Bio
Christina is a member of the firm’s Corporate & Business Transactions; Private Equity, Capital Markets & Securities; and Mergers & Acquisitions Practice Groups. She focuses on complex corporate transactions with an emphasis on private equity and has extensive experience representing clients investing and operating within the healthcare and life sciences industries.
Christina advises private equity sponsors, family offices, portfolio companies, growth-stage businesses, joint ventures, and small- to mid-sized companies on a broad range of transactions, including platform acquisitions, add-on acquisitions, leveraged buyouts, minority investments, recapitalizations, and restructuring. She has extensive experience representing clients on both the buy side and sell side of middle market and lower middle market transactions.
In addition to her focus on private equity transactions, Christina counsels clients through transformative events, general corporate governance, day-to-day operational matters, and regulatory challenges. In the healthcare and life sciences space, she provides integrated advice on healthcare regulatory issues that commonly arise in transactional contexts, including compliance with the Stark Law, Anti-Kickback Statute, HIPAA, corporate practice of medicine doctrines, and other federal and state healthcare regulations. This combined transactional and regulatory background allows Christina to deliver practical, business-oriented counsel that addresses both the deal dynamics and the regulatory complexities unique to the healthcare and life sciences sectors.
Prior Experience
Before joining DarrowEverett, Christina practiced in the Boston office of a national law firm. Earlier in her legal career, Christina served as Associate General Counsel for a publicly traded healthcare corporation.
Practice Areas
Bar Admissions
- Massachusetts
- U.S. Court of International Trade
Education
- Suffolk University Law School, J.D.
- Suffolk University Sawyer School of Business, MBA
- Bates College, B.S., Economics
Representative Matters
- Represented a private equity-backed MSO in its acquisition of the clinical and non-clinical assets of multiple pediatric medical practices across multiple states as part of a roll-up strategy. I provided substantial post-transaction support with respect to corporate governance, corporate organizational matters, compliance, liability, employment matters, and the corporate practice of medicine.

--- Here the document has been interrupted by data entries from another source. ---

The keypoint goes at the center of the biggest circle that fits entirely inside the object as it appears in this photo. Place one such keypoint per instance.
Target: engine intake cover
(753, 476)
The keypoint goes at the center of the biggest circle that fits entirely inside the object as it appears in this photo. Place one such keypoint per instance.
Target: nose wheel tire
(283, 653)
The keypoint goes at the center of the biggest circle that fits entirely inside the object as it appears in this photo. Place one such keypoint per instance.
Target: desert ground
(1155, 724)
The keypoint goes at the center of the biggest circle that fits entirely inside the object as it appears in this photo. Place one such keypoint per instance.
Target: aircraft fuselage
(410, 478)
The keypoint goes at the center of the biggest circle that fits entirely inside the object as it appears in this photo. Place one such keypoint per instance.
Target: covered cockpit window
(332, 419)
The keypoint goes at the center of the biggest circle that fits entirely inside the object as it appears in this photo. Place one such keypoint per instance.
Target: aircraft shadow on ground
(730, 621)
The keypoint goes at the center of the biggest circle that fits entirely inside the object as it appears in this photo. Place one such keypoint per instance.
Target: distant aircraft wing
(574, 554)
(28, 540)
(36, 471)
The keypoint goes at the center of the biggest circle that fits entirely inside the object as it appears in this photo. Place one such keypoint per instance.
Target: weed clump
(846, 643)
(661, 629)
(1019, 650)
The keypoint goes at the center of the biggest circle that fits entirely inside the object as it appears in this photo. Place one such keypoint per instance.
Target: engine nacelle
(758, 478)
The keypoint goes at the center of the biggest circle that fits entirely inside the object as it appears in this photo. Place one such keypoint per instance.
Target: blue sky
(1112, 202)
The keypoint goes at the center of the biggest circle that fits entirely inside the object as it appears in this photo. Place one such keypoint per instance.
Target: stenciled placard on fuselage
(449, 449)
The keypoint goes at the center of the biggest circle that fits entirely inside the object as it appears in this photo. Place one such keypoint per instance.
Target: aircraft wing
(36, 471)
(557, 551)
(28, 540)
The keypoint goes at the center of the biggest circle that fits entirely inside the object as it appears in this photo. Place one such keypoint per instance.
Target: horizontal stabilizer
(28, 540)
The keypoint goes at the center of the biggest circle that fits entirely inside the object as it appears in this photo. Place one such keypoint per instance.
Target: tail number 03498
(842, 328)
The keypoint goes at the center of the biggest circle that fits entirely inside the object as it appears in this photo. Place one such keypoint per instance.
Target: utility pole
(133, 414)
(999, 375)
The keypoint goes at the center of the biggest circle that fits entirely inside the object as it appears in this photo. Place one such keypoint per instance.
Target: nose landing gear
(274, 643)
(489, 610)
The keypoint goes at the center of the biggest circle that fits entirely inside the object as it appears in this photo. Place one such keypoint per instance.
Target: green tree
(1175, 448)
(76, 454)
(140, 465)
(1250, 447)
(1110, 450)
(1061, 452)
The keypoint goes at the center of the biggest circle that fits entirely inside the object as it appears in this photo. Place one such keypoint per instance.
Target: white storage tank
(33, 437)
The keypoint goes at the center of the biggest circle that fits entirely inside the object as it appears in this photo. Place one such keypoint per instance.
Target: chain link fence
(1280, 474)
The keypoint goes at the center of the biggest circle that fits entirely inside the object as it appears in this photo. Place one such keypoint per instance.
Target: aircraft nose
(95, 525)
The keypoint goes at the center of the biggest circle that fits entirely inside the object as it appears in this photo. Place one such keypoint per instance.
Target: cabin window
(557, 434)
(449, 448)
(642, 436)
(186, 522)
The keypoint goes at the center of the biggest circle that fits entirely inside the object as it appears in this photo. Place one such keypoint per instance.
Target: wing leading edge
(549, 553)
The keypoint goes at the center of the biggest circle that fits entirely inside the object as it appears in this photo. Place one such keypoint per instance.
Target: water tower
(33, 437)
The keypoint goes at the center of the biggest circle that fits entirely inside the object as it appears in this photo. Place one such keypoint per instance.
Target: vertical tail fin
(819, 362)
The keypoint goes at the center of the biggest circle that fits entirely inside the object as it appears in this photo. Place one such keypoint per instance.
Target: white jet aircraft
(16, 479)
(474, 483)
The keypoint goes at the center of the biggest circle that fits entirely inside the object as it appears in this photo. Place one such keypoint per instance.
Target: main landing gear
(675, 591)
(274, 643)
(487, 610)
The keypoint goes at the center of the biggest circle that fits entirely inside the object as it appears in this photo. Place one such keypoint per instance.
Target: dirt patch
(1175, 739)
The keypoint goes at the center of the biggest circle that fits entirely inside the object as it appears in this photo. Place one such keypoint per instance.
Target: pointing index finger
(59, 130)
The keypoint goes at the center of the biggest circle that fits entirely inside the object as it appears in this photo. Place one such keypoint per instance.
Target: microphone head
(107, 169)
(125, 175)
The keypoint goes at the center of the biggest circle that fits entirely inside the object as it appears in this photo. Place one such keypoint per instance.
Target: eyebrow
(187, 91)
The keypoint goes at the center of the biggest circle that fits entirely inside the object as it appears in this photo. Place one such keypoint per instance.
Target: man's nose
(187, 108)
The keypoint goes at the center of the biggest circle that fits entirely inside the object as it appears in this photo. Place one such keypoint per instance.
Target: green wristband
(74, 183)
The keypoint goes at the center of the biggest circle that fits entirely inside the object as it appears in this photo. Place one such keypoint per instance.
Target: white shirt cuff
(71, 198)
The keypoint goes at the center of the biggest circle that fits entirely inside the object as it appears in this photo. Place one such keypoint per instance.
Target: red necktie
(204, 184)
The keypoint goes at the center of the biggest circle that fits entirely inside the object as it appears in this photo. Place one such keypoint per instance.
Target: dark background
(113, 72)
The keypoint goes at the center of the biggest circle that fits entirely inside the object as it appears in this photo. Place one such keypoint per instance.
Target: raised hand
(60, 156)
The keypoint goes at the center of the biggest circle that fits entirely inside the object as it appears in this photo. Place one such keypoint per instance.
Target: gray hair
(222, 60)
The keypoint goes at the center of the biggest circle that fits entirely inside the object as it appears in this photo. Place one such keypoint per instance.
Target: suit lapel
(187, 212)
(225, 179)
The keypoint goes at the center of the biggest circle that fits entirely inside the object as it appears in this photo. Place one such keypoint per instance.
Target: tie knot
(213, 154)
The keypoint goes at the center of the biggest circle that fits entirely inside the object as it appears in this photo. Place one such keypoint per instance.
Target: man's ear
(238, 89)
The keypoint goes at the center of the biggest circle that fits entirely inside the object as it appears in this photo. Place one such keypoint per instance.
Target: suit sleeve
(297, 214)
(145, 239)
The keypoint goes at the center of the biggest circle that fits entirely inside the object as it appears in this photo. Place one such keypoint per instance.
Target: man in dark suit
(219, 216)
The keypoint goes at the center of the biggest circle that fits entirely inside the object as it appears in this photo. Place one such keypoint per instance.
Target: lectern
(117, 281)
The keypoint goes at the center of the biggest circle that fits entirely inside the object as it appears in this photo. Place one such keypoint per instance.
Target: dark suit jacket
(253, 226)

- Represented a private equity-backed MSO in its restructuring and consolidation and in the simultaneous acquisition of clinical assets from optometry practices across several states, while advising on corporate practice of medicine considerations.
- Represented an international private equity-backed dental support organization in its attempted acquisition of the clinical and non-clinical assets of multiple dental practice entities, including advising on lease-related matters.
- Represented a surgical specialty practice network in its sale to a private equity-backed oncology network.
- Represented a private equity-backed MSO in its attempted acquisition of the clinical and non-clinical assets of multiple primary care practices as part of a roll-up strategy. I also advised client regarding multiple lease-related matters and Anti-Kickback concerns.
- Represented a private equity-backed MSO in its acquisition of dermatology practices across multiple states.
- Represented the private equity arm of a global asset manager and an international pension plan in their partnered acquisition of a majority stake in a life sciences R&D compliance and technology solutions provider.
- Represented a private equity firm in its establishment of a joint venture holding company, investment aggregator, and operating company in partnership with one of its portfolio companies for the purpose of establishing a network of clinical laboratories, including advising on matters relating to the Stark Law.
- Represented a concierge-style medical care network in a compelled partial stock sale.
- Represented a private equity-backed physical therapy network in its restructuring in preparation for a sale.
- Represented a waste-to-resource company in its Series A-1 offering.
- Represented a direct primary care practice in amending and restating its operating agreement in order to bring on a new physician equity member, including advising on lease-related matters.
- Represented healthcare services holding company in divesting multiple portfolio companies, each a free-standing joint venture partnership across multiple states, while advising on financing matters.
- Represented a healthcare services holding company in facilitating multiple equity transfers of membership interests in its free-standing joint venture partnerships across multiple states, while advising on Stark, Anti-Kickback, state-level physician self-referral laws, loan financing, and lease-related matters.
- Represented a publicly-traded real estate investment trust in its acquisition of 11,448 wireless communications sites.